Working-Age Share

The share of the world's population aged 15–64 — the conventional 'working-age' band — peaked at about 65% around 2015 and is now declining. Advanced economies passed this peak in the 1990s; major emerging markets are passing it now. Most of the global headwind to GDP-per-capita growth over the next 30 years comes from this inversion, not from technology or productivity changes.

65%
World working-age share — peak (~2015)
63%
World working-age share 2024
57%
Projected by 2050 (UN medium variant)
0.5–1.0pp
Per decade decline in advanced economies

Key insights

📈

The 'demographic dividend' window opens and closes

When fertility falls and child mortality declines, child-dependency drops faster than old-age dependency rises. The result is a 20–40 year window when working-age share grows — the 'demographic dividend'. Many East Asian economies converted this window into industrialisation-led growth (Korea, Taiwan, Singapore 1970s–2000s; China 1990–2015). Sub-Saharan Africa is at the early stage of its window; most of South Asia is mid-window.

👵

Japan is the canary

Japan's working-age share peaked at 70% in 1992 and is now 58% — losing ~10pp in 30 years. The labour force has shrunk in absolute terms despite high female and elderly participation gains. Growth in GDP per capita has held up, but total GDP has been roughly flat for 25 years. Korea, Italy, Germany and (with a long lag) China are now on similar trajectories. The demographic-dividend literature has shifted to studying its end.

🌍

The age structure question is asymmetric

Countries entering the demographic dividend (most of sub-Saharan Africa, parts of Middle East and South Asia) get a one-time boost they can capture only if institutions deliver jobs and education. Countries leaving the dividend face mechanical headwinds even if everything else is well-managed. The cumulative arithmetic — half the world in each camp by 2050 — implies divergent macroeconomic paths irrespective of policy.

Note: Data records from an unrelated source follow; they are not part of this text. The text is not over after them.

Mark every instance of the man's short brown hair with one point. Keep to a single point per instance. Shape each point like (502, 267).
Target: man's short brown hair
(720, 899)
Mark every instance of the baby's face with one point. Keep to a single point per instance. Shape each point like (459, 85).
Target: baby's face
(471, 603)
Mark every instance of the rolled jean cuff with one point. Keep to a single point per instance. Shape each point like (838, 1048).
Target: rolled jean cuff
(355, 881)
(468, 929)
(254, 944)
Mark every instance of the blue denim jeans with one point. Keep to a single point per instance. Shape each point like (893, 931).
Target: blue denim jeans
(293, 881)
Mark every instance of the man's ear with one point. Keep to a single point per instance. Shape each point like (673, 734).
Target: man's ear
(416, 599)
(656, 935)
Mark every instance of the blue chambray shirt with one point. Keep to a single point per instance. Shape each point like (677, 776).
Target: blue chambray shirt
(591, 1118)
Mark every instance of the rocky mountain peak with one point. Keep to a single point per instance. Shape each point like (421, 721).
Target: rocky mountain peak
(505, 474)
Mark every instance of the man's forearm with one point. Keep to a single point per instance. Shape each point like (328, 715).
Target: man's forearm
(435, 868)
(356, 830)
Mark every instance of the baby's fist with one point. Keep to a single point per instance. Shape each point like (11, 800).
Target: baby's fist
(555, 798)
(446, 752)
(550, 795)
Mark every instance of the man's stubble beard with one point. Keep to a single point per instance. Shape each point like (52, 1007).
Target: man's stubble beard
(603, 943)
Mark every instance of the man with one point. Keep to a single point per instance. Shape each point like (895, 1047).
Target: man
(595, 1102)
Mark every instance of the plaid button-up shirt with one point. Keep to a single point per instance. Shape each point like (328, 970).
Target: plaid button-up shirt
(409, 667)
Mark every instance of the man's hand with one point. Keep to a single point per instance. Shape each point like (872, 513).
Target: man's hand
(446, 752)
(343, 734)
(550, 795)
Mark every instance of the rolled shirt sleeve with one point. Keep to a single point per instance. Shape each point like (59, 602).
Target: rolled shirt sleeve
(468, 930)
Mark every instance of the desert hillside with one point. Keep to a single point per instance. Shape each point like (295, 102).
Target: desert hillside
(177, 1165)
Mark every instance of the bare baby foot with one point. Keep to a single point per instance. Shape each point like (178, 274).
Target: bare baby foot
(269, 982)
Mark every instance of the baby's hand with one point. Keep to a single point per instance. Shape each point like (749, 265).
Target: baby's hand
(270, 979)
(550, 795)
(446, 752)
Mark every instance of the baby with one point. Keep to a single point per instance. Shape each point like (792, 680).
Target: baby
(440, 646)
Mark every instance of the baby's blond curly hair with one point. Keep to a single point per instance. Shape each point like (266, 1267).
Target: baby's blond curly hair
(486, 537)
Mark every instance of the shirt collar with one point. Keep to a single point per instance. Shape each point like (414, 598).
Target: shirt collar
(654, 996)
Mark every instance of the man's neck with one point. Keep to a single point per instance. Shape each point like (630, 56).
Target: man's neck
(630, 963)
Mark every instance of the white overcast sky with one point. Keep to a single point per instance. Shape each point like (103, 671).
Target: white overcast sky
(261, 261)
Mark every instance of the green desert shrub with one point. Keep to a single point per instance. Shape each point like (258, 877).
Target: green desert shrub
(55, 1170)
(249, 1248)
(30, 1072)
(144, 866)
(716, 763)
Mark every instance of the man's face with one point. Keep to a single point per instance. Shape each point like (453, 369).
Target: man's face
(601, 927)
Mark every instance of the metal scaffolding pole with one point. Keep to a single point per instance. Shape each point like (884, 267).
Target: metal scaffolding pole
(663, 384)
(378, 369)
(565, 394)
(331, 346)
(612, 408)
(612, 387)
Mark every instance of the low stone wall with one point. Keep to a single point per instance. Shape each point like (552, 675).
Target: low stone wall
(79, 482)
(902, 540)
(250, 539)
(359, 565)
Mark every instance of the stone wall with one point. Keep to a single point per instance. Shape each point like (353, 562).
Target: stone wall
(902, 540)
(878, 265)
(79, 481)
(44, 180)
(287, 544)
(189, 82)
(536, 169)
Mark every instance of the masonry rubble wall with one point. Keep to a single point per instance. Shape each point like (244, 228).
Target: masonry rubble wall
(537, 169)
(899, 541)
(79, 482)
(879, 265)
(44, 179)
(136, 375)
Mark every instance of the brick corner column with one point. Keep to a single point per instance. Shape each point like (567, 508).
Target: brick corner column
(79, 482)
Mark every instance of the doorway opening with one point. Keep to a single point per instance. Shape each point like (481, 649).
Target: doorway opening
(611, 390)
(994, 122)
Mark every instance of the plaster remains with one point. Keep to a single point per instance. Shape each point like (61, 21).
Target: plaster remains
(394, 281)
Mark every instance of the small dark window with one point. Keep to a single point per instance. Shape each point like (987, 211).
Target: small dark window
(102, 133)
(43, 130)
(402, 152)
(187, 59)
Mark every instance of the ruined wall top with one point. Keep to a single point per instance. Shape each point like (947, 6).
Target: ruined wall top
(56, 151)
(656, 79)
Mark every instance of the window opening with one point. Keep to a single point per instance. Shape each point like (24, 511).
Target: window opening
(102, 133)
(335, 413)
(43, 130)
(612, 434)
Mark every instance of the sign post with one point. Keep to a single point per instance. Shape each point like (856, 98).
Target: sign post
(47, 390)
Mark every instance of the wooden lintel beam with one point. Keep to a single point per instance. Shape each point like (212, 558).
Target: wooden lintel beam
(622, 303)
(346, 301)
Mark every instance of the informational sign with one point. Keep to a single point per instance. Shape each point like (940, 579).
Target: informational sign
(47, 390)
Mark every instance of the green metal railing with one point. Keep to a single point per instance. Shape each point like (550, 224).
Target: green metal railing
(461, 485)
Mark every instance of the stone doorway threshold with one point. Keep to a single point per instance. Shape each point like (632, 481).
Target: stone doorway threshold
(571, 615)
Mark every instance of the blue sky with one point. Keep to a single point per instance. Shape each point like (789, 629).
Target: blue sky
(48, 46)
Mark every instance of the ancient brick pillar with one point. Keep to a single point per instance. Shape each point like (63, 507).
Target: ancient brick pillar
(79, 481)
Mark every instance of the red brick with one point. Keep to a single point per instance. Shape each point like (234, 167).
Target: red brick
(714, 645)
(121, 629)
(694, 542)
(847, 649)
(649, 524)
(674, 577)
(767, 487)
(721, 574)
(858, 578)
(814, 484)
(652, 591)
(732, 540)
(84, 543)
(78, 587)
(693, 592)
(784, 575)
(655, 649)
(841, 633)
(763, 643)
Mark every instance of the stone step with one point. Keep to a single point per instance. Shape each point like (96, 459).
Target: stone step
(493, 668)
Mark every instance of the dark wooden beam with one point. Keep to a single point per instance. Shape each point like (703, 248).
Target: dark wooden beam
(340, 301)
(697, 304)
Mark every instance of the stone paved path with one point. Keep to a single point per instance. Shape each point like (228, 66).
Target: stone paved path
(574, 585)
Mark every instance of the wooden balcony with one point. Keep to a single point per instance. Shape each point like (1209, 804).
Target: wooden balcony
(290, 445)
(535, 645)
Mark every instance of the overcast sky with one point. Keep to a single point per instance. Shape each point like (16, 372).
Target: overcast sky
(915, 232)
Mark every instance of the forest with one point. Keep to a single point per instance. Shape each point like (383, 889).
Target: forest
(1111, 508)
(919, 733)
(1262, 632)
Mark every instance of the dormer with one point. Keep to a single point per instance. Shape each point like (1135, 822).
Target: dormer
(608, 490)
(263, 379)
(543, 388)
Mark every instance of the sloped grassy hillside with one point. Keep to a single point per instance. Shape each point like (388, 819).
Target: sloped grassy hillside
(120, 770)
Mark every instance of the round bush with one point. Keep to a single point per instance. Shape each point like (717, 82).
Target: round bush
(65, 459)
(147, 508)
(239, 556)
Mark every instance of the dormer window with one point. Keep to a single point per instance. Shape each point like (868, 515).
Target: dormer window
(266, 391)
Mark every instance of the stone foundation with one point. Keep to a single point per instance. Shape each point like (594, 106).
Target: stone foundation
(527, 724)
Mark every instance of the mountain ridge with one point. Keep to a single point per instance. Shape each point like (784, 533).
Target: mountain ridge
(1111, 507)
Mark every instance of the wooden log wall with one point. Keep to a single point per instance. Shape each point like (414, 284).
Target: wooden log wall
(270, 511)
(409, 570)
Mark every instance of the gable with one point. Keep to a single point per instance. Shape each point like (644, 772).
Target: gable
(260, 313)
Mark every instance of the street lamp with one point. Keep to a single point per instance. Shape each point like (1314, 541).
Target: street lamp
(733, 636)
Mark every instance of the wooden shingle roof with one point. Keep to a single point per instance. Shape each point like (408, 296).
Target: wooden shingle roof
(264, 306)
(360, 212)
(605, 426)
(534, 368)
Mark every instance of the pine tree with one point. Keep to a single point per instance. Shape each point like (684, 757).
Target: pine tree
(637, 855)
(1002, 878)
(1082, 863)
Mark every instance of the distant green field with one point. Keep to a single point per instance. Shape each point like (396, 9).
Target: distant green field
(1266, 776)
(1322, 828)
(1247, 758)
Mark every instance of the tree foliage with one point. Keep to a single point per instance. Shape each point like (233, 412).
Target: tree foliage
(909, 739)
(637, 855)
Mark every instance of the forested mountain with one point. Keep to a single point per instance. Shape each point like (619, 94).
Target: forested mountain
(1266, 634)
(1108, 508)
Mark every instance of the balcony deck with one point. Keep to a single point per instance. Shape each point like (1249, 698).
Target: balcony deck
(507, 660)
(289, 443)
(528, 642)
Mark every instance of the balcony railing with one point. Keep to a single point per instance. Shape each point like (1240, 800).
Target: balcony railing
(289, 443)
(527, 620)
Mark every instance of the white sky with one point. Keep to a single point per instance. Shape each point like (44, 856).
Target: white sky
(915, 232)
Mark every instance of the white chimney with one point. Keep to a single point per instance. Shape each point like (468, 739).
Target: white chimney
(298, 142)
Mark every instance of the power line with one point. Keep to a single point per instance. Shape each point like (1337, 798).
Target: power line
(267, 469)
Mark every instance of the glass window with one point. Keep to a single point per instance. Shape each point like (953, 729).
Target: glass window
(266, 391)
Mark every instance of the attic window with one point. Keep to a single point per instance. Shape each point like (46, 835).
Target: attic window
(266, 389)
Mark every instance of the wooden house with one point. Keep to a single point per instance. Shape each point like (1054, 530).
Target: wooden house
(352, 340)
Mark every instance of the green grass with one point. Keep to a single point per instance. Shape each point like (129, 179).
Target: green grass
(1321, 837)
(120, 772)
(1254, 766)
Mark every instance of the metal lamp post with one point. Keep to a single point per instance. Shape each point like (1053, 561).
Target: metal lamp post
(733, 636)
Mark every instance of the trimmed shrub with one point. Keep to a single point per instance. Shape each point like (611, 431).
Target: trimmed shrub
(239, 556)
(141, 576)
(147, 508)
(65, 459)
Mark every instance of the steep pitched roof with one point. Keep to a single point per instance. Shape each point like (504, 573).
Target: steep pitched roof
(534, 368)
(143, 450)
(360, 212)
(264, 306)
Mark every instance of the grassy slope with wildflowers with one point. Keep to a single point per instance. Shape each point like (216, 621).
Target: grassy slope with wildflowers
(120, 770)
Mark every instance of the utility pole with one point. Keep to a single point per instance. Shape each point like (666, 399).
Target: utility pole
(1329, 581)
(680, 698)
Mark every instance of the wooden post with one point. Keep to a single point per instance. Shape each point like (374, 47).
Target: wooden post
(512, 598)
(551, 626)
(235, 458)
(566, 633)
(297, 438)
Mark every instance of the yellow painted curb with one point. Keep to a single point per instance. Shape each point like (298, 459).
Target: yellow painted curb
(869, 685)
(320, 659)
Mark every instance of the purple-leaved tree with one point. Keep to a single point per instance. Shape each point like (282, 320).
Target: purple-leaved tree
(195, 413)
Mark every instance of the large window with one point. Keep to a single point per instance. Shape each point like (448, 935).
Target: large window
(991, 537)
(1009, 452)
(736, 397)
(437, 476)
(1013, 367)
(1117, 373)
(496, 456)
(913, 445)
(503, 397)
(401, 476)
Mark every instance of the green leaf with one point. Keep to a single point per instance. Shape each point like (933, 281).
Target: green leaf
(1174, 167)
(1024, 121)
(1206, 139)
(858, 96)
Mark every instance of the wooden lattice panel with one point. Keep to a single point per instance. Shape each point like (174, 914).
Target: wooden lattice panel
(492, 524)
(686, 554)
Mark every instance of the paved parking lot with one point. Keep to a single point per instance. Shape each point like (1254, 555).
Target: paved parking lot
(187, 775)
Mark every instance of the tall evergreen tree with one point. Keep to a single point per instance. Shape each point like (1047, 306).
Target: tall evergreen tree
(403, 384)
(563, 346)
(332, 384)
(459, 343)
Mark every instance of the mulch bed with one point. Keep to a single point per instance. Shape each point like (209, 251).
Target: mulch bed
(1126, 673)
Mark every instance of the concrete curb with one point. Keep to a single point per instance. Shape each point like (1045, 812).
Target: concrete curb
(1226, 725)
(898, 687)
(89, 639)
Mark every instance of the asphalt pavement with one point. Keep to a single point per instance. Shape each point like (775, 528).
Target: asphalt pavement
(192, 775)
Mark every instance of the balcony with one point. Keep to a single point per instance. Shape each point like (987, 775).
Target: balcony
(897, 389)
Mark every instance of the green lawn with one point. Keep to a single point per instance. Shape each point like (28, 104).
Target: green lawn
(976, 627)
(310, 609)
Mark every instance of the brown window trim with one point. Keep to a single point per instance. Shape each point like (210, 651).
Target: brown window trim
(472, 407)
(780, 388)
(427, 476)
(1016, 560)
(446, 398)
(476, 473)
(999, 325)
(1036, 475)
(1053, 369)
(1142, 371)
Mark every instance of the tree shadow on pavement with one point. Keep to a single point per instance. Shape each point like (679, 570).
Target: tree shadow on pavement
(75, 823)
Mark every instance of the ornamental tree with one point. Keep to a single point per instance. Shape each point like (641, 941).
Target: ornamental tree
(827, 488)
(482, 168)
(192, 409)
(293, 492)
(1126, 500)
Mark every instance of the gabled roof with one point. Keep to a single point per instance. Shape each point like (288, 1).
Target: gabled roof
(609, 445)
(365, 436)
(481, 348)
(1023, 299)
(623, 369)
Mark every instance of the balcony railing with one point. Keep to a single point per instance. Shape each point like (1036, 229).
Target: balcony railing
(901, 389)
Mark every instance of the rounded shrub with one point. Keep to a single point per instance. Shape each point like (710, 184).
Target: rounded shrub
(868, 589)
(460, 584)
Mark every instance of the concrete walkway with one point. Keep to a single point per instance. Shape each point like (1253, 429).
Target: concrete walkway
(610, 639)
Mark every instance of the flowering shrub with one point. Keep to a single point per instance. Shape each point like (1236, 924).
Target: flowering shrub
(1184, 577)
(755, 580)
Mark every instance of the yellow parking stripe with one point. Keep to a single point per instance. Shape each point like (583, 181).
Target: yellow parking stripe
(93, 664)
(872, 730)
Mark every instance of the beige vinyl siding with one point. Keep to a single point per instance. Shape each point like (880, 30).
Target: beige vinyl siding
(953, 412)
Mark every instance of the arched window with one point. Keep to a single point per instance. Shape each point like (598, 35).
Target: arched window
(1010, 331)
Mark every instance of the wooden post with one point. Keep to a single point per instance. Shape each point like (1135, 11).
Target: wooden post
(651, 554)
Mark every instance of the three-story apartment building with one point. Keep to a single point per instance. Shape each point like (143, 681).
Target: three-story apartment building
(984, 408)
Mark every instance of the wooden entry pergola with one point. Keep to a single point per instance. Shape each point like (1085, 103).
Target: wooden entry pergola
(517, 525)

Share of population aged 15–64 — world (1960–2050)

% of total population

Key Finding: Peaked around 2015 at 65%; projected to fall to ~57% by 2050.

Working-age population share — major economies (2024)

% aged 15-64

Key Finding: Sub-Saharan African countries (~52%) and Japan (~58%) sit at opposite ends — for opposite reasons.

Methodology & caveats

The 15–64 convention

The '15–64 working age' convention is a statistical convenience, not an empirical fact about who works. School attendance is universal in many countries through age 18+; retirement ages are now 65–67 and rising; labour-force participation among under-25s has fallen in advanced economies. Refined working-age measures use country-specific labour-force participation by age; aggregate trends are similar.

Dependency ratios

Total dependency ratio = (under 15 + 65+) / 15–64. Child dependency falls during demographic transition; old-age dependency rises. The combined ratio is U-shaped — falling, then rising. The minimum is the 'sweet spot' of the demographic dividend. Japan's total dependency ratio bottomed at 0.43 in 1990; it is 0.71 today and projected to reach 0.94 by 2050.

Productivity offsets demography, partially

Aging reduces labour-force growth and lifts dependency ratios. It can be offset by: (a) higher participation rates (women, elderly), (b) higher productivity, (c) immigration. Japan has done (a) and (b) heavily; not (c). Continental Europe has done some of all three. Korea is doing mostly (b). No country has offset aging without an explicit demographic-policy choice.